View Full Version : Searchbots - tagging and listing


garyamort
08-21-2007, 08:17 AM
In the vein of informing the customer, since FQ is in the position of dealing with malicious/badly designed searchbots - it would be nice if they could post a list of the search engine identifications they have discovered, linked back to whom the engine is searching for where appropriate.

That way site owners that want to restrict search engines would have a list that we could use and periodically update from as well as scouring our own logfiles and the internet.

Since generally the point of detecting a search engine is to deny it access to the site, slow it down, or give it specialised access, it would be a win/win for everyone. As the more site owners limit search engines, the lower the impact on the community servers of those search engines.

Arthur
08-21-2007, 11:13 AM
Bots that have caused problems;
"Mozilla/5.0 (compatible; Googlebot/2.1; +http://www.google.com/bot.html)"
"msnbot/1.0 (+http://search.msn.com/msnbot.htm)"
"Mozilla/5.0 (compatible; Yahoo! Slurp; http://help.yahoo.com/help/us/ysearch/slurp)"

Malicious bots;
"Mozilla/4.0 (compatible; MSIE 5.0; Windows 98)"
"Mozilla/4.0 (compatible; MSIE 6.0; Windows NT 5.1)"
"Mozilla/5.0 (Windows; U; Windows NT 5.1; en-US; rv:1.8.1.6) Gecko/20070725 Firefox/2.0.0.5"
"Mozilla/4.0 (compatible; MSIE 6.0; Windows NT 5.1; SV1)"
"Mozilla/4.0 (compatible; MSIE 6.0; Windows NT 5.0; en) Opera 8.54"

But seriously, the bots that cause the most problems and thus are most visible to us are either the well-known SE bots flocking together on one or more heavy sites, or bots that don't want to be identified as bots.

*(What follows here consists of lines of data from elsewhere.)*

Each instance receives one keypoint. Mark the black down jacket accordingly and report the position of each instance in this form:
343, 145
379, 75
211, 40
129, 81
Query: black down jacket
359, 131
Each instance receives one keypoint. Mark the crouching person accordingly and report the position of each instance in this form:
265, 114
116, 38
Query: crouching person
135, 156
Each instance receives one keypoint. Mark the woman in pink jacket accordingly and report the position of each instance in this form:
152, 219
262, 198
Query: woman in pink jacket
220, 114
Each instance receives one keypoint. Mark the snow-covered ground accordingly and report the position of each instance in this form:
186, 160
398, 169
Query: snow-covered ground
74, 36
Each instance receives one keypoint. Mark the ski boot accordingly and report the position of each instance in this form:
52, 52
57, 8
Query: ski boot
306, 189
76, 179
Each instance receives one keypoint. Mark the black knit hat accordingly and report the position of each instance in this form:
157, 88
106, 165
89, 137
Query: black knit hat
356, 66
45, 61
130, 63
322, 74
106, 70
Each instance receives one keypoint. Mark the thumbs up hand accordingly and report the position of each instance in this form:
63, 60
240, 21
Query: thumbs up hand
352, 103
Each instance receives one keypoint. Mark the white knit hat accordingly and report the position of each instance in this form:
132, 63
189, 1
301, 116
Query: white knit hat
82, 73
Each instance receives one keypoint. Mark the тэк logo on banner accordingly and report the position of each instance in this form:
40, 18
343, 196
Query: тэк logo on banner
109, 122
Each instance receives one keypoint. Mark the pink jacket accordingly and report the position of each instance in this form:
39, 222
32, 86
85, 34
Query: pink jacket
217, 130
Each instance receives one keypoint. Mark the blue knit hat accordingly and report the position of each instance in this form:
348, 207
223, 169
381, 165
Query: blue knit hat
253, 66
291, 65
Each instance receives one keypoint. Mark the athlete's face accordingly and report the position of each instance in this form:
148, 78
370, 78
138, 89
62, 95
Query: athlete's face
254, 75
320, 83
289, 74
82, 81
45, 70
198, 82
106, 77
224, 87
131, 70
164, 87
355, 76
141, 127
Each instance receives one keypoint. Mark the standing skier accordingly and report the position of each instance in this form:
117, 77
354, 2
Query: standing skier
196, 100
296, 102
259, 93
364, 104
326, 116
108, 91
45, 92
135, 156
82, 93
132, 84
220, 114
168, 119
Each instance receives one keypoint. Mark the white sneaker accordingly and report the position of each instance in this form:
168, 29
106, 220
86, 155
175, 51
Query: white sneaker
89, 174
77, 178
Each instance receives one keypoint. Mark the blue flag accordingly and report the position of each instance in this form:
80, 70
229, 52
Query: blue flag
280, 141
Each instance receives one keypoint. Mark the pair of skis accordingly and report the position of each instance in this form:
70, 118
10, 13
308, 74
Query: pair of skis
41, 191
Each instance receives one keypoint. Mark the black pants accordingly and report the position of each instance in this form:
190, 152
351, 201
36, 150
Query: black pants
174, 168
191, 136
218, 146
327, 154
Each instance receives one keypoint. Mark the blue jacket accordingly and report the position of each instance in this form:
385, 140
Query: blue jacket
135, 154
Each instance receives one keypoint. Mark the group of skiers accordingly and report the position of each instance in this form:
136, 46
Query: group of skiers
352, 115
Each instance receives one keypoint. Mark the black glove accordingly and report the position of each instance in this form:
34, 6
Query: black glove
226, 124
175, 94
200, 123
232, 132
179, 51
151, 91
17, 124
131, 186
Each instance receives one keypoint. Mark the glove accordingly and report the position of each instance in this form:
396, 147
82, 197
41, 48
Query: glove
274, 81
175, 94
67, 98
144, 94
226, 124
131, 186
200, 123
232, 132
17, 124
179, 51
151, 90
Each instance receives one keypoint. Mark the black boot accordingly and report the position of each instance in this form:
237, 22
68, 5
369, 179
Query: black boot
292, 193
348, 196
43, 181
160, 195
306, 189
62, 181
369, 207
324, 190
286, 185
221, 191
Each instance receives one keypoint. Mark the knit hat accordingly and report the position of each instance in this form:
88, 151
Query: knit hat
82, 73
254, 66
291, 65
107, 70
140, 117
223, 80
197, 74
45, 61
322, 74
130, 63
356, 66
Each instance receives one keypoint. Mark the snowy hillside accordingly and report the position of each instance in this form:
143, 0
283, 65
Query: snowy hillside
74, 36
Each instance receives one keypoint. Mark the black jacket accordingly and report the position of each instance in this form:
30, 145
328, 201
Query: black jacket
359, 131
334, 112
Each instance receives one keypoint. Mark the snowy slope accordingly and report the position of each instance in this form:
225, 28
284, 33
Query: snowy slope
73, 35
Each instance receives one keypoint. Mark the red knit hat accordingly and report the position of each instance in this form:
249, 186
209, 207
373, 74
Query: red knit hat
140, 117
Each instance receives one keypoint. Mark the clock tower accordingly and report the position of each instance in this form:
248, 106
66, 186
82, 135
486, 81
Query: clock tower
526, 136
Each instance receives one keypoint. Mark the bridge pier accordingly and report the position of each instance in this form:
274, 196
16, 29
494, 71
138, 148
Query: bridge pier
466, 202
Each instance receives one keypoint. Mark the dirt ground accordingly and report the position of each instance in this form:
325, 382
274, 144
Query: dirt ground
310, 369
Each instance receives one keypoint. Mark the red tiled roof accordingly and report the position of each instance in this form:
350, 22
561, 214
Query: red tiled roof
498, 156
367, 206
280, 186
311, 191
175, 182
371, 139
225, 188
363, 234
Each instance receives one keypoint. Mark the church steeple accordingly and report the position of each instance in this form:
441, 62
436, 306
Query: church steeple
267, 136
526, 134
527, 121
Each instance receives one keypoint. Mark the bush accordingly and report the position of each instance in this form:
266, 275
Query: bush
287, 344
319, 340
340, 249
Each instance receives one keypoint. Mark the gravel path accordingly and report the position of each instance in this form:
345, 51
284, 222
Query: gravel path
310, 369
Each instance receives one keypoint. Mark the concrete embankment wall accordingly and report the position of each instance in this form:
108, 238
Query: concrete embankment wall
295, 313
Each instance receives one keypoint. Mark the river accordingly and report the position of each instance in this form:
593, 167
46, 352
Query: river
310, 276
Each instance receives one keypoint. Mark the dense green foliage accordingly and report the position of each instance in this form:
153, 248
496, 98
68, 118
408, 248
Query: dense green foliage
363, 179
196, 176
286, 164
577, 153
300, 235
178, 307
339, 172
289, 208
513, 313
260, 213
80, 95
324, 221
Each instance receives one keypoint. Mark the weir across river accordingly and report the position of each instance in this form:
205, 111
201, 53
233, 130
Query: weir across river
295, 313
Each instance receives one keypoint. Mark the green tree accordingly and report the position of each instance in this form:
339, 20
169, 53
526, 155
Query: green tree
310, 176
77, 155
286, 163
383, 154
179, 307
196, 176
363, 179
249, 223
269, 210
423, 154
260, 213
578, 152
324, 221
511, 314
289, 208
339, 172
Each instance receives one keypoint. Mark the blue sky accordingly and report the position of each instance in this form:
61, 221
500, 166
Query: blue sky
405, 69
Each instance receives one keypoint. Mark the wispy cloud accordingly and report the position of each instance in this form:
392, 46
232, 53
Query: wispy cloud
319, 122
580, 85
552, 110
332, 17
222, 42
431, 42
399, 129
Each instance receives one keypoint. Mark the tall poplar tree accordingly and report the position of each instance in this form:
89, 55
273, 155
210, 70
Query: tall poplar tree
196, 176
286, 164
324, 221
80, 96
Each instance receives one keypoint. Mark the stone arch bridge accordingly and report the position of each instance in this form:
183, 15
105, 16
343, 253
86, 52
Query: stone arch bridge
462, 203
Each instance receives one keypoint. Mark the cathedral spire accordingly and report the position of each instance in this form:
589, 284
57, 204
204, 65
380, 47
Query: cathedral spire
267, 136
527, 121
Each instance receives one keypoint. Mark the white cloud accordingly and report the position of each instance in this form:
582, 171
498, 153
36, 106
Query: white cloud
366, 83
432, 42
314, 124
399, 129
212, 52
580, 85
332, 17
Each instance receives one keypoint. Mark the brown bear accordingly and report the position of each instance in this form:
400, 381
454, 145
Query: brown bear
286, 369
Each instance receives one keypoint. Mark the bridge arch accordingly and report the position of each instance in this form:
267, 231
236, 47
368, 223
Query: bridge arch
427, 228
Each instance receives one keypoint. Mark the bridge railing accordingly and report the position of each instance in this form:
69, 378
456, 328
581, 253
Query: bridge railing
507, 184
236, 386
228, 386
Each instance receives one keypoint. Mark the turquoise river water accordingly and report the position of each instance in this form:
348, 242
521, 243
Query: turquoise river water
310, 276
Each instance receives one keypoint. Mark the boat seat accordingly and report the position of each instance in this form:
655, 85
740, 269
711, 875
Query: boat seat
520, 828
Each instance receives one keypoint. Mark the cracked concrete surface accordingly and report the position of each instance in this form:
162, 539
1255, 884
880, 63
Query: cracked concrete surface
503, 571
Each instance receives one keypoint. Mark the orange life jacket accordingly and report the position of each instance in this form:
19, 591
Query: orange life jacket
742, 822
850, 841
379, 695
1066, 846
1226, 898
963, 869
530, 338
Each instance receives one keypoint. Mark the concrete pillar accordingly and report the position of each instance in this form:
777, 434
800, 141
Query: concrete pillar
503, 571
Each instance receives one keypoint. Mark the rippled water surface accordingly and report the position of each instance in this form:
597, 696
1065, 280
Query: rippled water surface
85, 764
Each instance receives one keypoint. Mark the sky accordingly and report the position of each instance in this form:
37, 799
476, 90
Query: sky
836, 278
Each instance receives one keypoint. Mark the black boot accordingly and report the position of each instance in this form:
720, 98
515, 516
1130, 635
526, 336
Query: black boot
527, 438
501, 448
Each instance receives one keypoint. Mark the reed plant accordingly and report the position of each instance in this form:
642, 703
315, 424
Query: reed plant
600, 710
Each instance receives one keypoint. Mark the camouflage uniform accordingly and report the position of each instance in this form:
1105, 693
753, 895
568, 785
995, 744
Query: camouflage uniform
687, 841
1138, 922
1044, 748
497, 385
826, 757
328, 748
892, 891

Bots that are up to no good generally try not to attract attention and stay under the radar as much as possible.

-Arthur

Andilinks
08-21-2007, 03:34 PM
But seriously...Whew, I needed that Arthur.

Using Mach5 (http://www.mach5.com/) I check visiting IP's regularly and it is easy to identify bots that are not behaving like humans and are wasting my bandwidth. Most that do this arrive only once with an IP and are never seen again.

I only block the IP's of those that appear repeatedly. Blocking all the IP's would create an unweildy .htaccess file.

Mach5 lets me filter for 403's, so every few months I screen for IP's that continue to arrive and trim the deny list of those that have disappeared to make room for new bot IP's.

This has been working for me, I hope it helps.